Le mouvement de la « porte ouverte » est alors à reprendre dans le moment précédant « Lesquels ? » ; moment qui indique, dès son titre « Plus près de nous » (CD,18), ce penchant certain de la voix pour un dépassement de tout « drapeau », et donc de toute identité affichée ou de toute proclamation assurée. Ce mouvement s'intensifie par les reprises : « Courir et courir délivrance / Et […] / Délivrance […] ». Ces denrières ne sont pas de simples répétitions puisque les positions syntagmatiques bougent la valeur de l'élément répété dans une sémantique sérielle : il y a congruence entre les répétitions des titres22 et les repétitions des mots ou syntagmes puisque les positions sont entièrement rejouées dans un mouvement qui, des petites aux grandes unités, défait toute stase possible. Eluard écrit cette exigence : « Parlez-moi des formes, j'ai grand besoin d'inquiétude » (CD, 55). Par ailleurs, ces reprises inquiètes augmentent le va-et-vient du poème-relation, jusqu’à « Courir si vite que le fil casse » (CD, 18). Aucune maîtrise totalisante (« Et tout trouver tout ramasser », ibid.) ne peut assouvir la voix. Hors les circonstances, le poème ne fait pas l'amour la poésie. Et donc hors la relation comme rime généralisée23 ou résonance générale – ce qui expliquerait pourquoi Eluard évite la rime tout en se faisant l'écho des plus anciennes traditions. On connaît sa fameuse déclaration : « Il faut parler une pensée musicale qui n'ait que faire des tambours, des violons, des rythmes et dses rimes du terrible concert pour oreilles d'ânes » (OC1, 977). Reste qu'il continue, avec cette résonance générale, la leçon Baudelaire ainsi qu'il l'a formulée : « […] l'écho, l'égal à peine de ce qu'il aime. […] tout se fond dans sa voix, cet écho est dévorant » (OC1, 995). Aussi, Eluard n'hésite-t-il pas à s'en prendre, non sans humour critique, aux « manie[s] » (CD, 15) de la maîtrise qui substantialisent l'expérience : « Où nous croyons-nous donc ? » (CD, 15). Cette formule est reprise par Paulhan, le pourfendeur de « la Terreur dans les Lettres24 », dans un courrier enthousiaste adressé à l'auteur en 1922 à la parution de Répétitions (OC1, 1343). Eluard se situe, de ce point de vue, dans la tradition d'un Péguy pestant contre le positivisme et l'historicisme de Lanson ou de Taine25.
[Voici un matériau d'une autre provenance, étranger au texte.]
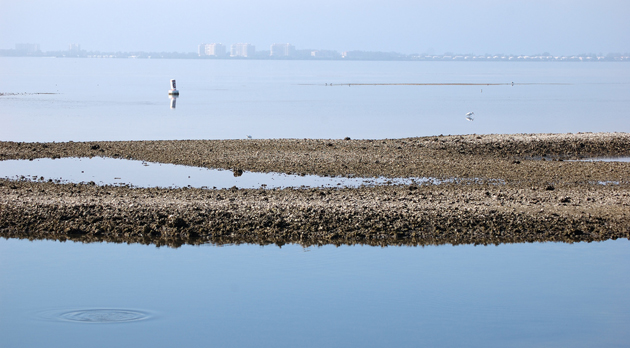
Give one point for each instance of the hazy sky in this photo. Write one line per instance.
(484, 26)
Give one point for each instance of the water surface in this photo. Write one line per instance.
(126, 99)
(550, 294)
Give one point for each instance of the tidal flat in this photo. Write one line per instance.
(496, 189)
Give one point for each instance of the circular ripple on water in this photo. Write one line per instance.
(103, 315)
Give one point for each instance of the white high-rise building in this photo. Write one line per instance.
(31, 48)
(74, 48)
(213, 49)
(282, 50)
(242, 50)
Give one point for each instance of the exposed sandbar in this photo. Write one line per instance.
(537, 200)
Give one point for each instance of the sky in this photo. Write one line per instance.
(560, 27)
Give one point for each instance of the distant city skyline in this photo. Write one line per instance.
(562, 27)
(289, 51)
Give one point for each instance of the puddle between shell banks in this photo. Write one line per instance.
(110, 171)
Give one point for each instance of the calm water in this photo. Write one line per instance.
(126, 99)
(523, 295)
(103, 295)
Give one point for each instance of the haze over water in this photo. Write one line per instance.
(58, 294)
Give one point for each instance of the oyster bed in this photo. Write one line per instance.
(537, 200)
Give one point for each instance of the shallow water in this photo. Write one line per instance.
(126, 99)
(102, 295)
(551, 294)
(109, 171)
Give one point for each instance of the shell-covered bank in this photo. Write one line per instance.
(496, 189)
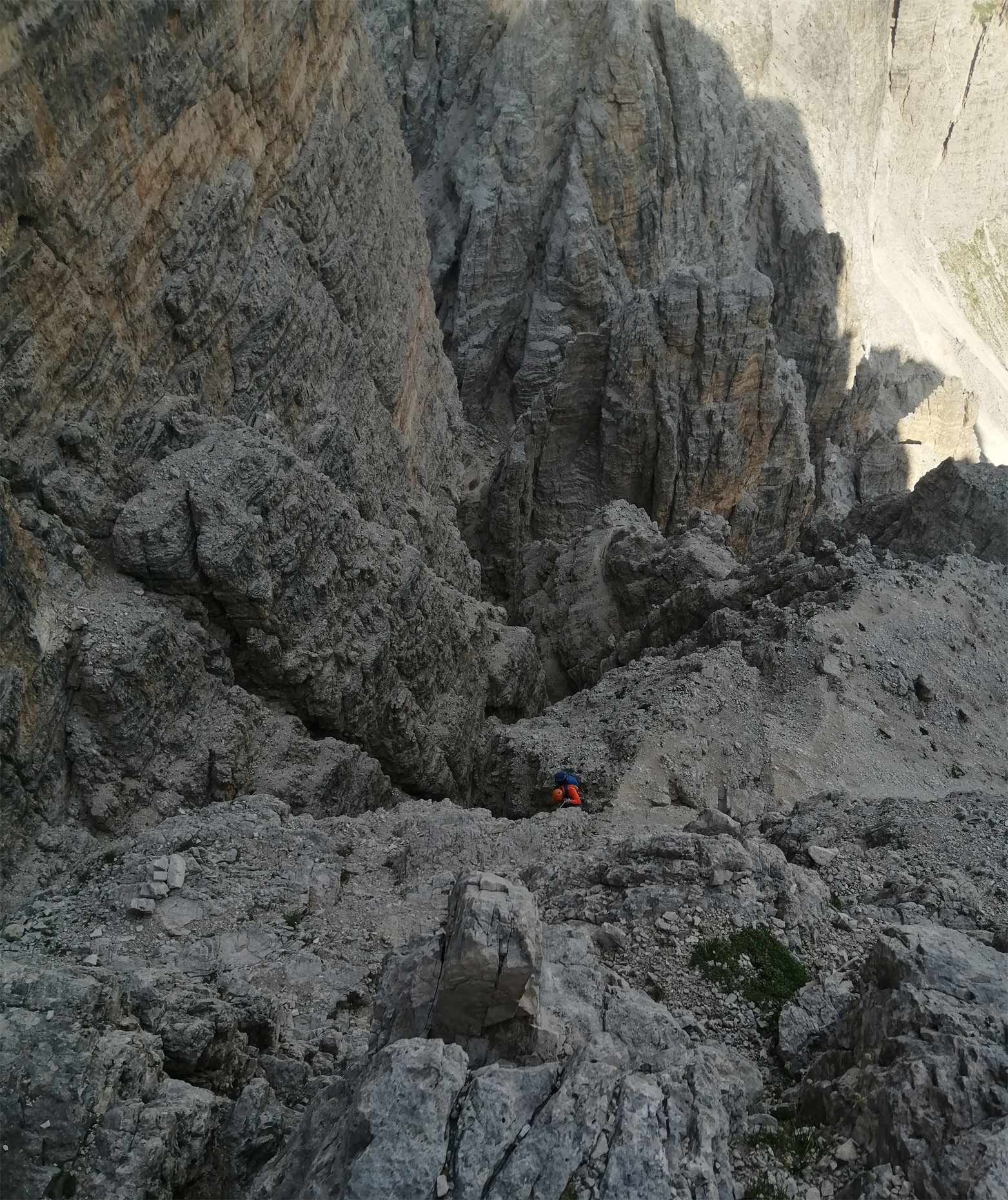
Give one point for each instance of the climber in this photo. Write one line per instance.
(567, 790)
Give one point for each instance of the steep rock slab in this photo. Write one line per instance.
(492, 957)
(339, 615)
(386, 1137)
(103, 1119)
(680, 403)
(258, 259)
(239, 259)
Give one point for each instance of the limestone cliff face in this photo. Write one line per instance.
(577, 160)
(222, 376)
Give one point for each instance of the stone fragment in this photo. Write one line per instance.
(492, 957)
(175, 876)
(822, 856)
(387, 1139)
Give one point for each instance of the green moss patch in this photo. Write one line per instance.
(753, 963)
(796, 1148)
(764, 1188)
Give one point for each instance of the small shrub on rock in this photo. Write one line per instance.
(753, 963)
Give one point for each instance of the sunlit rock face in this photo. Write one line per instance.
(641, 215)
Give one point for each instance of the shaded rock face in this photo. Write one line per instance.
(630, 1109)
(224, 375)
(633, 265)
(598, 272)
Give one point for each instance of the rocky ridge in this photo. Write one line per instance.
(249, 946)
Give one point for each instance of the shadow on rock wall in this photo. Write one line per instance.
(638, 294)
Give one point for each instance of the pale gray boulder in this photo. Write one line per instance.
(387, 1137)
(916, 1068)
(492, 958)
(104, 1123)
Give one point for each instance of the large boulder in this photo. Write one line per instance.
(492, 957)
(388, 1137)
(86, 1105)
(917, 1067)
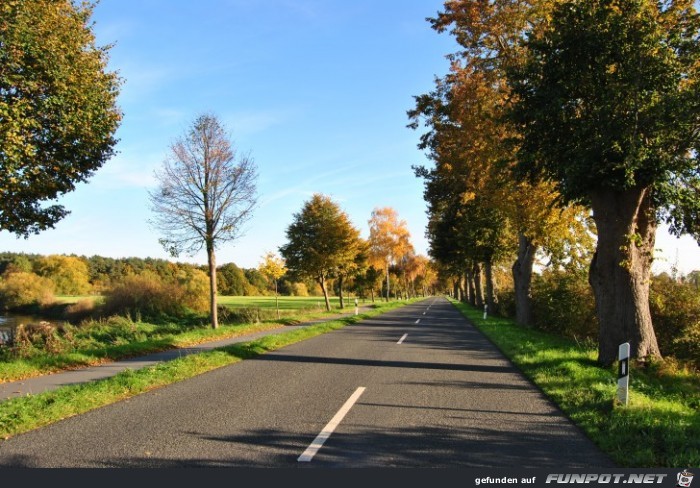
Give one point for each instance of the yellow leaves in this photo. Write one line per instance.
(467, 197)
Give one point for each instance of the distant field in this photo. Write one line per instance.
(76, 298)
(286, 303)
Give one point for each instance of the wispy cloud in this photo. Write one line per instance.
(249, 122)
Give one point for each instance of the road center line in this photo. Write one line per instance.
(321, 438)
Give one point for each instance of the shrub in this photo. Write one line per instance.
(505, 306)
(195, 289)
(675, 312)
(25, 289)
(299, 290)
(43, 335)
(80, 310)
(563, 302)
(145, 296)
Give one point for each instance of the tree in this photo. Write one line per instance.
(471, 190)
(321, 239)
(69, 274)
(607, 106)
(273, 267)
(23, 289)
(389, 239)
(205, 193)
(58, 111)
Chez Eluard, le sujet de la connaissance n'est pas celui de la distance ou du surplomb, c'est celui que Jean-Pierre Richard thématise comme « enchaînement circulaire, imaginé à travers des réalités heureuses telles que le collier, le bracelet, la bague ou la ronde », en ajoutant aussitôt que « ce mouvement reste d'ailleurs soumis au thème de mutualité26 ». Pas meilleur exemple de cette association que le pénultième moment du livre : « La courbe de tes yeux fait le tour de mon cœur, Un rond de danse et de douceur, Auréole du temps, berceau nocturne et sûr, Et si je ne sais plus tout ce que j'ai vécu C'est que tes yeux ne m'ont pas toujours vu. » (CD, 139). D'une part, la multiplication des « tours » ou figures de la circularité ouvre à une connaissance partagée (« courbe » en lieu et place de « cerne » ; « rond » pour « pas » ; « auréole » puis « berceau ») et, d'autre part, la spécificité de cette connaissance, qui fait le tour de quelqu'un, s'affirme bien comme mouvement amoureux « de danse et de douceur » associant la vie et la vue, l'expérience commune et le regard partagé que la rime logique et prosodique (« vécu/vu ») des deux derniers vers construit. Mais cette « tourne » dansée ouvre un inventaire que le poème arrête pour mieux en poser la caractère infini. Les substantifs de la liste ouverte engage une sémantique du transport, de la métamorphose et du passage de naissances ininterrompues au point de ne jamais pouvoir arrêter une réciprocité infinie entre le macrocosme et le microcosme, entre « le monde entier » et « tes yeux purs ». Alors, le poème-relation s'affirme pleinement :
Comme le jour dépend de l'innocence
Le monde entier dépend de tes yeux purs
Et tout mon sang coule dans leurs regards. (CD, 139)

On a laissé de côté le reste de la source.